Jade E. Davis says it best: “empathy privileges the self over the other, and moves the other into only being a result of mental reproduction.” The attempts to bring the user into the boardroom instead create a fake synthetic user, which is used as an excuse not to talk to any real ones. Rather than “giving voice” to the user, it helps us pretend those voices don’t exist.

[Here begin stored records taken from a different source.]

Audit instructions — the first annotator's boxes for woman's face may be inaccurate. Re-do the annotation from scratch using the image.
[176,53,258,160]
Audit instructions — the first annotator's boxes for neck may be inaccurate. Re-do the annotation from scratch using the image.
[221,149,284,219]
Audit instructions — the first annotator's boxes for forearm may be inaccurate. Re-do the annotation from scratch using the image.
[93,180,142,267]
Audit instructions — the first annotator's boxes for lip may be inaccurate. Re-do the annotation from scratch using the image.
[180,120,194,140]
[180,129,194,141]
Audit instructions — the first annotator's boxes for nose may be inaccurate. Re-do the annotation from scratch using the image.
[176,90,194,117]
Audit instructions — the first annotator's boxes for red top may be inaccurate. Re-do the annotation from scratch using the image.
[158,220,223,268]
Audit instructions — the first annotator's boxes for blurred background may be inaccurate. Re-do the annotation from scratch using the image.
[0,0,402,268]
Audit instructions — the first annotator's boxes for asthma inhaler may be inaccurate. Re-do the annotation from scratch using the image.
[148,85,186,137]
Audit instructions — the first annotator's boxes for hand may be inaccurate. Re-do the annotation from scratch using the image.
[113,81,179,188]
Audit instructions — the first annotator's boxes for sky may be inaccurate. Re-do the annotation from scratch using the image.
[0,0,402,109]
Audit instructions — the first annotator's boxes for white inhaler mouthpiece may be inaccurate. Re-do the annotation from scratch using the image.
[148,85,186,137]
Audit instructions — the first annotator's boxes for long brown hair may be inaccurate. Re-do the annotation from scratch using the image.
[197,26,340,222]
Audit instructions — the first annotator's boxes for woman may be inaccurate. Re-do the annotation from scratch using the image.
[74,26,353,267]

ChatGPT represents an evolution of this fake, synthetic user. Now you can just ask a robot what people want! Wow! And even more conveniently, if you don’t like the answer, then you can just re-engineer your prompt until you get one that you do like. Unlike an interview participant or even a human user proxy, ChatGPT cannot challenge any assumptions in its prompt. And because it’s code rather than a human, it benefits from algorithm-washing to create a perception of unbiased data.
This kind of empathy creates false confidence in the data that the team will use to make decisions. Empathy-laundering masks the low quality of that information (it is essentially made up) and allows the team to convince themselves that they are doing the right thing without talking to a single person that would be impacted by their outputs. The empathy also acts as a shield for any objections they do get: “how dare you imply I’m not helping!”
Algorithmic empathy thus takes up the space of expert research and analysis; it feels like we have done something when we have done nothing. The final decision becomes more and more risky for the decision-maker, because the computer cannot be held accountable if the information it provided was misleading. And once ChatGPT’s feedback has been proven wrong, there is no recourse — you can always interview different participants, but there is only one ChatGPT model.
Synthesis is the new empathy
User researchers gather data for a particular purpose: through listening to multiple perspectives, they can define (and iteratively refine) the user’s mental model of the problem they face. That mental model is then extremely useful for understanding whether a given solution would actually help. This “empathy machine” has been successfully used in design for decades.
The trouble with ChatGPT is that it does not have a mental model, because it’s not capable of thinking. Talking to it gives you no valuable information. User researchers also cannot know whether GPT’s training corpus (the entire internet?) is adequately representative of their user’s context, and therefore whether its feedback is relevant to this particular problem.
It is tempting to reach for new tools just because they are new. ChatGPT (for text) or Stable Diffusion (for images) have a lot to offer designers as sketching or ideation aids. But GPT cannot play the role of the user, because it’s the user’s understanding that lets us establish a “definition of good” to measure those sketches against. Otherwise the design process becomes GPT grading itself and the designer will bear the consequences.